How Teachers Teach Has To Change

The recent poor performance on the ITBS by local schoolchildren came as a shock to many in the Cedar Rapids community. Administrators were quick to blame poverty as the cause of low scores. Although there is undeniably an association between socioeconomic status and school performance, the effects of poverty can be minimized with the use of specific teaching methods supported by research. The real barrier to high performing schools is the refusal of educators to implement teaching methods and choose curricula based on sound evidence, preferring instead to make choices based on unsubstantiated ideas, beliefs and philosophies.

Most American elementary schools are based on the idea of constructivism, the psychological theory that children must construct their own knowledge. This results in “discovery learning”, and the “child-centered classroom” where the teacher is the “facilitator” and helps children to “learn to learn”. Process is emphasized over content in an attempt to develop “higher-order thinking skills”. Constructivism is responsible for bringing us whole language reading instruction and fuzzy new-new math, which emphasizes manipulatives at the expense of computation and algorithms.

At the other end of the spectrum are instructivists, who believe that knowledge is in the possession of the teacher, whose role is to transmit information and concepts to the student through explicit instruction. Clear objectives and lesson plans are utilized in order to teach specific content.

Most educators are critical of instructivism, labeling it “rote memorization” and “mere facts”. It is scorned as “factory model” teaching, producing automatons incapable of thinking for themselves. This characterization betrays ignorance of the method. While memorization and drilling do have a minor role in instructivist classrooms, problem solving and critical thinking skills are in fact greatly valued.

Although the fundamental theory of constructivism is widely accepted by mainstream science, the interpretation that children must discover knowledge on their own is not. Instead, it is a giant leap of logic emphatically not supported by any sound psychological or educational research.
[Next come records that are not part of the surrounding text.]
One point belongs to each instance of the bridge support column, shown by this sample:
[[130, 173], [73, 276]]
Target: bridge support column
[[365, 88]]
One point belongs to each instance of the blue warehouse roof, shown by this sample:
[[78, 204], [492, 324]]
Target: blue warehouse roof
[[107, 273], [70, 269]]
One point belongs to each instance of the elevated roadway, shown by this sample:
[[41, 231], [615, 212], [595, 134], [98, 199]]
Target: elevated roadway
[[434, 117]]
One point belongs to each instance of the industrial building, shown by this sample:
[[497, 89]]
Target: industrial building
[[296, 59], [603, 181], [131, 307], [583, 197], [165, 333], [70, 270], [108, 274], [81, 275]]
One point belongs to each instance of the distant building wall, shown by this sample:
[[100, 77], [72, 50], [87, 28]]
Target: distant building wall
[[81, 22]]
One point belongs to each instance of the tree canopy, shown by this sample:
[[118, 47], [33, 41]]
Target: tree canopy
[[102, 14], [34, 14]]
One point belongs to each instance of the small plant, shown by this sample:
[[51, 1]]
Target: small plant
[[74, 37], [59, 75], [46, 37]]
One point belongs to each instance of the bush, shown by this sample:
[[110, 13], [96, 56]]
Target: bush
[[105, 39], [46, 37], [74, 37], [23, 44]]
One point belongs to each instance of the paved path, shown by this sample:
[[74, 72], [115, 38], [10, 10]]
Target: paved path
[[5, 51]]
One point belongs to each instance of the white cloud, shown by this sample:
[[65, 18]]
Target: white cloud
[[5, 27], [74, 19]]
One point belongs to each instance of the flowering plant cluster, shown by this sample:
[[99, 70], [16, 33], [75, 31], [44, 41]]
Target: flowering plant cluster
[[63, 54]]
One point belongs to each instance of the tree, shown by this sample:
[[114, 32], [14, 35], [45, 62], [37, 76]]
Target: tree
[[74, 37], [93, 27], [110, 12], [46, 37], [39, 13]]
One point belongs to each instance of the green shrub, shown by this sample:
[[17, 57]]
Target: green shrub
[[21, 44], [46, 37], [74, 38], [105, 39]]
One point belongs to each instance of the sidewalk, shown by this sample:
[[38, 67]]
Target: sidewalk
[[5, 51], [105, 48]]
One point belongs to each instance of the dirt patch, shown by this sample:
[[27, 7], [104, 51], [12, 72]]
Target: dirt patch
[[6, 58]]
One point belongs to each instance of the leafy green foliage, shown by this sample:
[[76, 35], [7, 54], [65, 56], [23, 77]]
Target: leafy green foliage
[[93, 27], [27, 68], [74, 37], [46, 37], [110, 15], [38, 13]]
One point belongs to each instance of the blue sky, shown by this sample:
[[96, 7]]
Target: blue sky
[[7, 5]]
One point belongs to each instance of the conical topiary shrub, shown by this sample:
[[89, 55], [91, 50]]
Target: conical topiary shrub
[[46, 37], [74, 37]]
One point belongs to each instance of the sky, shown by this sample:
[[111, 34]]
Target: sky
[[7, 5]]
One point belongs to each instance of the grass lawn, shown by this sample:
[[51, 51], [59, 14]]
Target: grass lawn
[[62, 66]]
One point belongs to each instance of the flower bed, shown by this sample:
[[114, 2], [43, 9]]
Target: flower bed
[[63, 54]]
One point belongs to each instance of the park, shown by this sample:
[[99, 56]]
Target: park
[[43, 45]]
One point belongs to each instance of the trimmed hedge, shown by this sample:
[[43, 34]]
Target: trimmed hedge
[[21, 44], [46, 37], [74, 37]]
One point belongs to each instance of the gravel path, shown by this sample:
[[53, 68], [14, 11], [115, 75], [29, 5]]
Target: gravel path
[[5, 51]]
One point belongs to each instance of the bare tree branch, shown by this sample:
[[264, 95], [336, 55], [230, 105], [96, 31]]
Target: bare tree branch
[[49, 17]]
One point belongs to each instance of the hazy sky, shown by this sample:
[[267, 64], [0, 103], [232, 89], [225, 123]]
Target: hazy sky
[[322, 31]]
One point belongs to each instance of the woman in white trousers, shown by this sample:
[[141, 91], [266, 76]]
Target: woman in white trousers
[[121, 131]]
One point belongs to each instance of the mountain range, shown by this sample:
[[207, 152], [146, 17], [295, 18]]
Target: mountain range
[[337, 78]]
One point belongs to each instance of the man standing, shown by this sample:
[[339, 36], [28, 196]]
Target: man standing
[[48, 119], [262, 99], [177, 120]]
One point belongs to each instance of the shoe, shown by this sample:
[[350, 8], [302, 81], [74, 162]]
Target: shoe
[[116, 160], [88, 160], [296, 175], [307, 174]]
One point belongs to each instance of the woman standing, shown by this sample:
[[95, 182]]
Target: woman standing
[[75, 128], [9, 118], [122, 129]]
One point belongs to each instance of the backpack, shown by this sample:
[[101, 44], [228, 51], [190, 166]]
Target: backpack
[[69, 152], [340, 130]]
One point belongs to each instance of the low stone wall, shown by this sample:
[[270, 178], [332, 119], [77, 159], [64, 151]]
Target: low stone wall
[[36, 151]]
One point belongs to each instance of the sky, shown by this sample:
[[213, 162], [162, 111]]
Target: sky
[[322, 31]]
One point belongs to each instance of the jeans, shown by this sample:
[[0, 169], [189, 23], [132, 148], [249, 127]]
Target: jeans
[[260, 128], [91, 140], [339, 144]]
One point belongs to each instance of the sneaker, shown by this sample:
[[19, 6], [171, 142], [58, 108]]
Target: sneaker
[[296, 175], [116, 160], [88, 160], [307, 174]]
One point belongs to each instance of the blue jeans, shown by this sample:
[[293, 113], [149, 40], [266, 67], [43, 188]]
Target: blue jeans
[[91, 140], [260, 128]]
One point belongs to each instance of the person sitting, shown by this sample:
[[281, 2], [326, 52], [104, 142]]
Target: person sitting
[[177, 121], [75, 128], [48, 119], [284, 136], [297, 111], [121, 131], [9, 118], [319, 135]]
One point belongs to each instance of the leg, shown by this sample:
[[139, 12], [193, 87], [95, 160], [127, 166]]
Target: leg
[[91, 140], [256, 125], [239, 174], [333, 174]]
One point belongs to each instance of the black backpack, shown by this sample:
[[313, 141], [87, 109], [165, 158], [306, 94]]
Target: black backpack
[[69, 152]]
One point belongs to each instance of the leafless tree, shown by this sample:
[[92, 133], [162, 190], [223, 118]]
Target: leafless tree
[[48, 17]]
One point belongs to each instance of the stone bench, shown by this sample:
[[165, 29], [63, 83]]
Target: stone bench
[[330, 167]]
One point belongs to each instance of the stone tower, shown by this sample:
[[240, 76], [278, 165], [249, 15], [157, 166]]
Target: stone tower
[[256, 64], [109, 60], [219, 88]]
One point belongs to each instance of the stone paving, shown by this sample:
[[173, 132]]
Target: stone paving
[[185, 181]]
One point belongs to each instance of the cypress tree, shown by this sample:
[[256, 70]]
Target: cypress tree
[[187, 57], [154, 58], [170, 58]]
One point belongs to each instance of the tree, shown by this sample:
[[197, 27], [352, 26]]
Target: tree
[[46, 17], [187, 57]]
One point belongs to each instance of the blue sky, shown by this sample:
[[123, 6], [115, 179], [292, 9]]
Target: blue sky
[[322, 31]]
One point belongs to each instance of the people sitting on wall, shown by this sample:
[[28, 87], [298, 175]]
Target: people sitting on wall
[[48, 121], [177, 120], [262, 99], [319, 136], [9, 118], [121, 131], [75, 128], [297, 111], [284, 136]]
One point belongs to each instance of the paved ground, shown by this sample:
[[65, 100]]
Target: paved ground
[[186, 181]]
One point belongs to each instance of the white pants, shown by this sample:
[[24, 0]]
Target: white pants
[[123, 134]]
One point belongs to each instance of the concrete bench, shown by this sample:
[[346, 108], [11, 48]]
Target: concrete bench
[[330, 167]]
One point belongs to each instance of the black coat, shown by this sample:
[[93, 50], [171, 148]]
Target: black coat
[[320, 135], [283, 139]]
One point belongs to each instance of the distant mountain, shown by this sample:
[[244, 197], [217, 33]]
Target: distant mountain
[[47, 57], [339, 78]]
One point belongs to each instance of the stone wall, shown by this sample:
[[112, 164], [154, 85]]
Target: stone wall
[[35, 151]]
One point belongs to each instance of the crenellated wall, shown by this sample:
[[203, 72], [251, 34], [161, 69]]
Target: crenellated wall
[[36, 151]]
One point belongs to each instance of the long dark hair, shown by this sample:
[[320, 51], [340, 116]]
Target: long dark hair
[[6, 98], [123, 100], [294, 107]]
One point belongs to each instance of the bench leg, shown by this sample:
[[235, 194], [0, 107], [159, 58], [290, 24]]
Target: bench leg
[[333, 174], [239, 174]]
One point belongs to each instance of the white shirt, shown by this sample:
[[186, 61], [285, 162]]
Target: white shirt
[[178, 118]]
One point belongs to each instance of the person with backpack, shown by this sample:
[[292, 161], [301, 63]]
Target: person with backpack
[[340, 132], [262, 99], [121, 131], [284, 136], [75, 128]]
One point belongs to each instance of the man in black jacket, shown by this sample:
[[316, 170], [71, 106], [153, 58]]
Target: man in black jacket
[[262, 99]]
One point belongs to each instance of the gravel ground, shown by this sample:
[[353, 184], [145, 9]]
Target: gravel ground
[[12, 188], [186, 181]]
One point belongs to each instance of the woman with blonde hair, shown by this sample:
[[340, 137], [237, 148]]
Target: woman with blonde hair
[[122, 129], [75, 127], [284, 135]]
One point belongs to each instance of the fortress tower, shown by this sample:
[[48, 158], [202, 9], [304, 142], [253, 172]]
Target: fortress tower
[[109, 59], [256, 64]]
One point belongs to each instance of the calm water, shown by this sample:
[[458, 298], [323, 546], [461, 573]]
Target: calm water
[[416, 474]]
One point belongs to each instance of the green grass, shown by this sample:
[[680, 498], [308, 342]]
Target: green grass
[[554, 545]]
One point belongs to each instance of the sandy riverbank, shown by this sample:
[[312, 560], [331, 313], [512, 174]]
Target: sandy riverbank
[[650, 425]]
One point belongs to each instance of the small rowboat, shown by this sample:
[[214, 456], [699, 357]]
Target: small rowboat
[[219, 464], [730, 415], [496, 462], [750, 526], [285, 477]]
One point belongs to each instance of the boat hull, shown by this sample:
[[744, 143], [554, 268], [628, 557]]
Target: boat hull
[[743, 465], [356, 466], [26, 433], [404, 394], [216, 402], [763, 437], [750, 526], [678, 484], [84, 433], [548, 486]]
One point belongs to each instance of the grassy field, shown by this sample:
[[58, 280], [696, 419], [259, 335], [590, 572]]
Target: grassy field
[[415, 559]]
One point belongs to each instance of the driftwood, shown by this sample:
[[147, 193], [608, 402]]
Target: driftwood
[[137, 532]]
Educators are quick to claim that their constructivist curricula are “research based” and that teaching methods are “consistent with what we know about how children learn”. But what is considered “research” by educational constructivists are usually hypotheses, in the form of observations, anecdotes, or beliefs. Hypotheses have value in that they provide a starting place for scientific inquiry, but they must be tested to determine their validity before being used to make decisions on how to educate children.

Meaningful, quality research does exist in education, however. And the great majority provides sound evidence that instructivism is superior to constructivist methods. Consider Project Follow Through, the largest educational study ever performed. Costing over a billion dollars and lasting over 20 years, Follow Through evaluated a number of different teaching methods. The results were unequivocal. Schools using Direct Instruction, a specific type of instructivism, outperformed all other methods on basic academic skills, problem solving (“higher-order thinking”) and even self-esteem. Follow up studies consistently show that schools gain 30 to 40 points on standardized test scores after adopting Direct Instruction. On the other hand, most of the constructivist models showed outcomes lower than the control groups, meaning they actually caused harm. Unfortunately, when the data did not support the theory of constructivism, instead of rejecting the theory, educators rejected the data.

It is time for a paradigm shift in education, where scientific research is valued and utilized. Universities and colleges responsible for training future educators must cease presenting constructivism as the only viable teaching method. Researchers must shift to undertaking quantitative, rather than qualitative studies. Teachers must begin to question what they have been taught and start to analyze the “research” with scientific skepticism. And parents must insist that administrators start requiring solid, mainstream, data-driven evidence before choosing curricula and incorporating teaching methods. The mystery is not what is wrong with our schools, but how these methods have persisted for so long in the face of overwhelming evidence of their inferiority.